NewGate Montessori high school students walked through hallways on the school’s first day with plaques from the Center for Building Hope still attached to the walls. Those plaques recognized donors who made construction of the Center for Building Hope possible.

Center for Building Hope is a defunct nonprofit that supported cancer patients and their caretakers.

NewGate Headmaster Tim Seldin said the cause to which those donors answered the call remains important, even if the new purpose of the buildings is to educate NewGate’s students.

“The people who donated to this center were doing so because of the work of the center,” Seldin said.

NewGate also plans to restore the former owner’s herbal gardens on the property to use for lessons in agriculture, cooking and healing.

The facility, just less than 11,000 combined square feet on 4.8 acres at 5481 Communications Parkway, was purchased Sept. 15 and quickly transformed to serve students. Seldin said the facility is perfect for the Montessori educational style — plenty of smaller rooms in a tranquil setting — while its overall size will continue to give the school room to expand.

“For a school of, say, 150 kids, it’s perfect,” said Seldin, noting there are only about 200 Montessori high schools in the world.

NewGate has about 55 students attending seventh through 12th grades in Lakewood Ranch, leaving room for NewGate to triple its high school program to about 150 students. 

The shift of students also will open about 75 more spaces for younger students at NewGate’s original campus on Ashton Road in Sarasota.

Seldin said he expects growth to be steady. At the high school level, NewGate likely will admit about 10 to 20 new students each year, but is willing to take up to 25 students between now and June.

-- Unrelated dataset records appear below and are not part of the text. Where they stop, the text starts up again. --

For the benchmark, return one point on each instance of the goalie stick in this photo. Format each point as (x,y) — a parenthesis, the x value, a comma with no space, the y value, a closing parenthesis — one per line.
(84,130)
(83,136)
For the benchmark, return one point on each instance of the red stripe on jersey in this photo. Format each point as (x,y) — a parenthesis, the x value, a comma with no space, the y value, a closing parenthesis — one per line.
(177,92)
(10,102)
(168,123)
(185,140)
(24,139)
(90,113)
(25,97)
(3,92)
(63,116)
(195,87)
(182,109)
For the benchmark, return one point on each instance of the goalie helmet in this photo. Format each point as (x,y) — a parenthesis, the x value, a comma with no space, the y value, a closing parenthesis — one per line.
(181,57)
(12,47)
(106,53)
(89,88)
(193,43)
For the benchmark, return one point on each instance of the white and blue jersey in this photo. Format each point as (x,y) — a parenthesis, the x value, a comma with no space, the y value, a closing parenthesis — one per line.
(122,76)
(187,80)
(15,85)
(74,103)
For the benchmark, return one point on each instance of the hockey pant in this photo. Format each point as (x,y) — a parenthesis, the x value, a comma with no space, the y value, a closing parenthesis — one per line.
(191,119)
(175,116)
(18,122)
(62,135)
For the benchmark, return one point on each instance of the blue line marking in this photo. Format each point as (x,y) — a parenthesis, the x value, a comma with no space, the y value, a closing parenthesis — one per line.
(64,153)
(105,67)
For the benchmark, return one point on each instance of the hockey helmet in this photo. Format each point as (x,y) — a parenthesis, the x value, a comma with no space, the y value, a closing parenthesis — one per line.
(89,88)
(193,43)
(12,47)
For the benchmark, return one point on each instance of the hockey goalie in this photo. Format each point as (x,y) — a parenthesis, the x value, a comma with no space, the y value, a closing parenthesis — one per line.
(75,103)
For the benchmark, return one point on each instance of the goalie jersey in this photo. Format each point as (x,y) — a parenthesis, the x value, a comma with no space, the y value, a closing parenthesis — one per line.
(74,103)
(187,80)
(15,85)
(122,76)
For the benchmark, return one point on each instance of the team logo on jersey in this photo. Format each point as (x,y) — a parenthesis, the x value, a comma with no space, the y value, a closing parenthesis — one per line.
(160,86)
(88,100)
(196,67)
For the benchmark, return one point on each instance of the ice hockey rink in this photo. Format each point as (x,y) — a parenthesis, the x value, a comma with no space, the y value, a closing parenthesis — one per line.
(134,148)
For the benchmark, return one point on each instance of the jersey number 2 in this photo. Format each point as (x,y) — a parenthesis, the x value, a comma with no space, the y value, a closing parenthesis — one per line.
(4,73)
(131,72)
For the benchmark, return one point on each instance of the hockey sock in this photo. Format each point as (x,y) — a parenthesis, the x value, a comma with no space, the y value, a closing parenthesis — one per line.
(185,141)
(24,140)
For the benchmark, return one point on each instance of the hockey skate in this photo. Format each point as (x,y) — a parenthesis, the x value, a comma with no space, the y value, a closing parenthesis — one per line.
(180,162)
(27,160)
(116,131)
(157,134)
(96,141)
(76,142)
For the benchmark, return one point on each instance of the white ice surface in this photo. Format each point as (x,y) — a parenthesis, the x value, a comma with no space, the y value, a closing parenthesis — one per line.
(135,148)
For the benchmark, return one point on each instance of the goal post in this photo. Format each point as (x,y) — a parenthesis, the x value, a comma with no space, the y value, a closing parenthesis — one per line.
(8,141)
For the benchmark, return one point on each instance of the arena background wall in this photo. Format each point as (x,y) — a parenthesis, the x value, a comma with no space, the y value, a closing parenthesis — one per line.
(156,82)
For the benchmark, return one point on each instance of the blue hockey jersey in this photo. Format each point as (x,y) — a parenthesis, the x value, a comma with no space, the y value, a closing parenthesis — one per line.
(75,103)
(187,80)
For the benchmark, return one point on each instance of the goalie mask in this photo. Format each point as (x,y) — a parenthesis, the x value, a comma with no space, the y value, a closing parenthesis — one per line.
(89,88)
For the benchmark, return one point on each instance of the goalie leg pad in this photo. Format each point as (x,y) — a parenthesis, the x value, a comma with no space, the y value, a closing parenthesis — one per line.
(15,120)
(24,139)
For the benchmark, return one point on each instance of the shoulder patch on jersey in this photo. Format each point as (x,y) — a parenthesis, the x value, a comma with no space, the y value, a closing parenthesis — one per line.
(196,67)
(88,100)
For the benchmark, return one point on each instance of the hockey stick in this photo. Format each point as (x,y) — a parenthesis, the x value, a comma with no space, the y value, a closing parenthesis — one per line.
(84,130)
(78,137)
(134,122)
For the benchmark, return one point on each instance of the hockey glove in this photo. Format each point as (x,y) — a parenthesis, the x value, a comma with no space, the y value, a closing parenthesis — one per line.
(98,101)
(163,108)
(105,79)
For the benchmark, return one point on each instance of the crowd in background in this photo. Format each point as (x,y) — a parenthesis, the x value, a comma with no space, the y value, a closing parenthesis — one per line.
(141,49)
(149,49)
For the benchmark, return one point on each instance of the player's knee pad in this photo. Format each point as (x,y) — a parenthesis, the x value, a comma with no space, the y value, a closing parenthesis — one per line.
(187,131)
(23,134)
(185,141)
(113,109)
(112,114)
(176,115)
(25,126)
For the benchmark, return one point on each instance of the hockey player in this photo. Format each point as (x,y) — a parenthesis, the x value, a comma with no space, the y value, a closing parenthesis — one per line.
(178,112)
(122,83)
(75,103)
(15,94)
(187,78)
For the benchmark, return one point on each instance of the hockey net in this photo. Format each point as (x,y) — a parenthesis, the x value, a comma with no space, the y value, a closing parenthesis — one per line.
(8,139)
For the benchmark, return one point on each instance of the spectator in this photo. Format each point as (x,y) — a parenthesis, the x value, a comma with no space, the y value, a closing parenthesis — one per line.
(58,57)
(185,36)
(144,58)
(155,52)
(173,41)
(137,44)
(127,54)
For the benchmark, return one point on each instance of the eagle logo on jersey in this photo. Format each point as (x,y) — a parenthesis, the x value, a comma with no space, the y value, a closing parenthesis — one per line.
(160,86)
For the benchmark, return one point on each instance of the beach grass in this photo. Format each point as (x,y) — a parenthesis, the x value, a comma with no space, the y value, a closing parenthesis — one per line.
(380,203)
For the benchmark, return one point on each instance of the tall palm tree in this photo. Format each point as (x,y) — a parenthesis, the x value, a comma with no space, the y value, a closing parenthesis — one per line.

Center for Building Hope’s two-building campus will serve the immediate student body well. The front building, with a reception area, conference room, offices and rooms for meetings and other needs, will continue to be used in that manner. Students will utilize a library-lounge area, and some of the offices likely will be converted for academic purposes. An old craft room, for example, will be perfect as the school’s new science lab.

The second building will be more like a school with small classrooms, a learning kitchen and a large cafeteria-like room for lunches or larger events.

Students helped finish minor repairs to their new building — repairing drywall and painting, for example — required in both buildings.

Seldin and his wife, Joyce St. Giermaine, see the new campus as a stepping stone for things still to come. 

They purchased the Old Mission, a rustic home with a vineyard on 19.6 acres on State Road 64, in 2007 with visions of running a school there one day.

The property serves as the couple’s primary residence, as well as offices for their Montessori Foundation, a nonprofit that manages NewGate and provides training, research and other support for Montessori schools across the world.

The Center for Building Hope campus fills an immediate need, while the Old Mission will fulfill a need for Montessori schooling in future years, once East County is further developed, Seldin said.